Antoine Bondaz, chargé de recherche à la Fondation pour la recherche stratégique et spécialiste des relations entre les deux Corée, ne nie pas la dimension apaisante de la séquence qui vient de se clore en même temps que les JO d'hiver. Toutefois, le chercheur appelle à ne pas perdre de vue que les nordistes poursuivaient plusieurs objectifs à cette occasion, l'un d'entre eux visant à gagner du temps.

"L'un des objectifs de la Corée du Nord est aussi de gagner du temps pour se trouver en position de force au moment de reprendre les négociations. C'est d'ailleurs ce qu'il se passe maintenant, après les jeux olympiques. Si des négociations reprennent avec les Etats-Unis, les Coréens du Nord n'apparaîtront pas comme la petite puissance qui a cédé. Ils apparaissent comme ceux qui ont initié une ouverture, et ont mis les Américains au pied du mur", développe le chercheur.

Car en adoucissant leurs relations, les deux membres de l'orageux couple coréen lorgnent tous deux vers un tiers: les Etats-Unis, jusqu'ici porteurs d'une attitude inflexible envers Pyongyang. "La Corée du Sud veut avant tout relancer les discussions entre la Corée du Nord et les Etats-Unis.
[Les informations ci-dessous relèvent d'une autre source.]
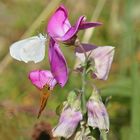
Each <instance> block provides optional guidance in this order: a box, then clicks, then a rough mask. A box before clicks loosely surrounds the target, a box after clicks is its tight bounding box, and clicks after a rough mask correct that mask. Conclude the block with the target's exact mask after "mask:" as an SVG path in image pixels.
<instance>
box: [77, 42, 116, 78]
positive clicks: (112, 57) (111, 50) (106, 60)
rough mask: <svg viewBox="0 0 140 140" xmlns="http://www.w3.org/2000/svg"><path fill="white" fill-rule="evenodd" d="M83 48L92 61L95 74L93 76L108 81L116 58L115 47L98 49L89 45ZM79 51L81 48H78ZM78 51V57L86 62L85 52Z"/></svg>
mask: <svg viewBox="0 0 140 140" xmlns="http://www.w3.org/2000/svg"><path fill="white" fill-rule="evenodd" d="M83 47H84V49H85V51H86V53H87V55H89V59H90V61H91V64H92V67H93V70H94V71H93V72H92V75H93V77H94V78H97V79H102V80H107V78H108V74H109V71H110V68H111V64H112V61H113V57H114V52H115V50H114V47H112V46H103V47H96V46H92V45H89V44H83ZM78 49H79V48H78ZM78 49H77V50H76V56H77V57H78V58H79V59H80V60H81V61H82V62H84V61H85V56H84V53H83V51H81V50H78Z"/></svg>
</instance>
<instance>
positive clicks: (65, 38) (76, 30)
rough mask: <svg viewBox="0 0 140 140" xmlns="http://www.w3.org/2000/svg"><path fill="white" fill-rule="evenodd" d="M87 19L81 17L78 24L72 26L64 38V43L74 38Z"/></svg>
mask: <svg viewBox="0 0 140 140" xmlns="http://www.w3.org/2000/svg"><path fill="white" fill-rule="evenodd" d="M84 19H85V17H84V16H81V17H80V18H79V19H78V21H77V22H76V24H75V25H74V26H72V27H71V28H70V29H69V30H68V31H67V32H66V34H65V35H64V36H63V37H62V41H64V42H66V41H68V40H70V39H71V38H72V37H74V36H75V35H76V34H77V32H78V30H79V27H80V24H81V23H82V22H83V21H84Z"/></svg>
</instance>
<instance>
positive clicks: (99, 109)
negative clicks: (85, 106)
mask: <svg viewBox="0 0 140 140" xmlns="http://www.w3.org/2000/svg"><path fill="white" fill-rule="evenodd" d="M87 109H88V125H89V126H91V127H93V128H99V129H100V130H106V131H108V130H109V116H108V113H107V110H106V108H105V105H104V104H103V102H102V101H101V99H100V97H99V95H98V93H97V91H95V92H94V93H93V95H92V96H91V97H90V99H89V101H88V102H87Z"/></svg>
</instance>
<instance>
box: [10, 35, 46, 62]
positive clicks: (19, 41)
mask: <svg viewBox="0 0 140 140" xmlns="http://www.w3.org/2000/svg"><path fill="white" fill-rule="evenodd" d="M46 40H47V39H46V37H45V36H43V35H42V34H39V35H38V36H33V37H29V38H26V39H23V40H20V41H17V42H15V43H13V44H12V45H11V46H10V55H11V56H12V57H13V58H14V59H16V60H19V61H23V62H25V63H27V62H29V61H34V62H35V63H38V62H40V61H42V60H43V59H44V57H45V42H46Z"/></svg>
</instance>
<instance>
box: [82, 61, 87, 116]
mask: <svg viewBox="0 0 140 140" xmlns="http://www.w3.org/2000/svg"><path fill="white" fill-rule="evenodd" d="M85 87H86V60H85V66H84V69H83V73H82V110H83V113H86V97H85Z"/></svg>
Pourquoi? Parce que la question du nucléaire nord-coréen est primordiale et elle ne peut être réglée qu'entre Pyongyang et Washington", pose Antoine Bondaz.
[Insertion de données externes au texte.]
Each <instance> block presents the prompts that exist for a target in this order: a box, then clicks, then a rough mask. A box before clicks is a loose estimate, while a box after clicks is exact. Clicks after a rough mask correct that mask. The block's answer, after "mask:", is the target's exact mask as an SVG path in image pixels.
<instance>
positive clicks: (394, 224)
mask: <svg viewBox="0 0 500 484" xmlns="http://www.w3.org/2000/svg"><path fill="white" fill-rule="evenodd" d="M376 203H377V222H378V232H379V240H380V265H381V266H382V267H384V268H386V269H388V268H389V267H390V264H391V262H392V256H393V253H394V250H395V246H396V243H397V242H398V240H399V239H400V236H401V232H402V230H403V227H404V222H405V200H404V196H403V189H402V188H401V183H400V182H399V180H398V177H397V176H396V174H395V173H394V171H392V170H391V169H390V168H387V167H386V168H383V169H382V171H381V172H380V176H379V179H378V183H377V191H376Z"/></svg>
Réelle ouverture ou marché de dupes? 

Cette nécessité n'interdit pas le réchauffement bilatéral entre les Corée. En effet, la diplomatie des patinoires pourrait trouver un prolongement plus classique: lors de ces olympiades, la sœur de Kim Jong-un a transmis au président de la Corée du Sud, Moon Jae-in, une invitation à se rendre à Pyongyang pour rencontrer le leader nord-coréen.

L'événement serait des plus notables: il s'agirait de la première venue d'un grand dirigeant étranger dans le régime communiste depuis l'intronisation de Kim Jong-un. Pour le moment, la Corée du Sud a accepté le principe, mais n'a pas indiqué que son président honorerait un rendez-vous précis. La gageure pour la "Maison bleue" de Séoul est en fait de ne pas surgir comme le benêt dans un marché de dupes. "Politiquement, c'est extrêmement important. Mais si Moon s'y rend, il doit obtenir quelque chose. Et, dans ce genre de rencontres, on négocie avant et non pendant la visite elle-même. La question préalable pour les Coréens du Sud est donc celle-ci: que peut-on obtenir?", note notre spécialiste. 

En face, le bénéfice est aussi évident que le risque politique est infime pour le dictateur: "La Corée du Nord a tout à gagner. Elle montrait qu'elle n'est pas isolée, qu'elle peut discuter avec l'extérieur. Et, comme il ne s'agirait que d'un sommet bilatéral présidentiel et non d'un sommet économique, il y aurait peu de risque politique pour Kim et son régime", ajoute Antoine Bondaz.

Le traité de paix est encore loin

Si la réconciliation des deux Corée se confirmait et se poursuivait, pourrait-on espérer prochainement un traité de paix et bonne et due forme, pour mettre fin à une guerre officiellement toujours en cours? Sur ce sujet comme sur les autres, on se retourne vers les Etats-Unis. "Les Etats-Unis conditionnent la signature d'un traité de paix à l'amélioration des relations entre les Corée et maintenant à la dénucléarisation. Un traité de paix ne peut pas être signé sans avancée sur ce dossier", analyse le chercheur qui enchaîne: "Pour qu'elles aboutissent, il faut que dans les négociations, les Etats-Unis comme la Corée du Nord aient l'impression de gagner quelque chose". 

Or, d'un côté comme de l'autre, on se sent entraîné dans une course contre la montre. D'une part, les Américains veulent agir avant que les missiles intercontinentaux déjà testés par leur ennemi soient opérationnels et puissent frapper leur territoire. De l'autre, le régime communiste affronte une difficulté grandissante. Le légitimité de Kim Jong-un tient à la stratégie, qu'il a mise en place, du "Byungjin". Et cette stratégie repose sur deux jambes: le renforcement du nucléaire, justement, et celui de la situation économique. Et, si la seconde jambe flageole de plus en plus, la première est toujours bien sur ses appuis. De quoi compliquer encore l'équation.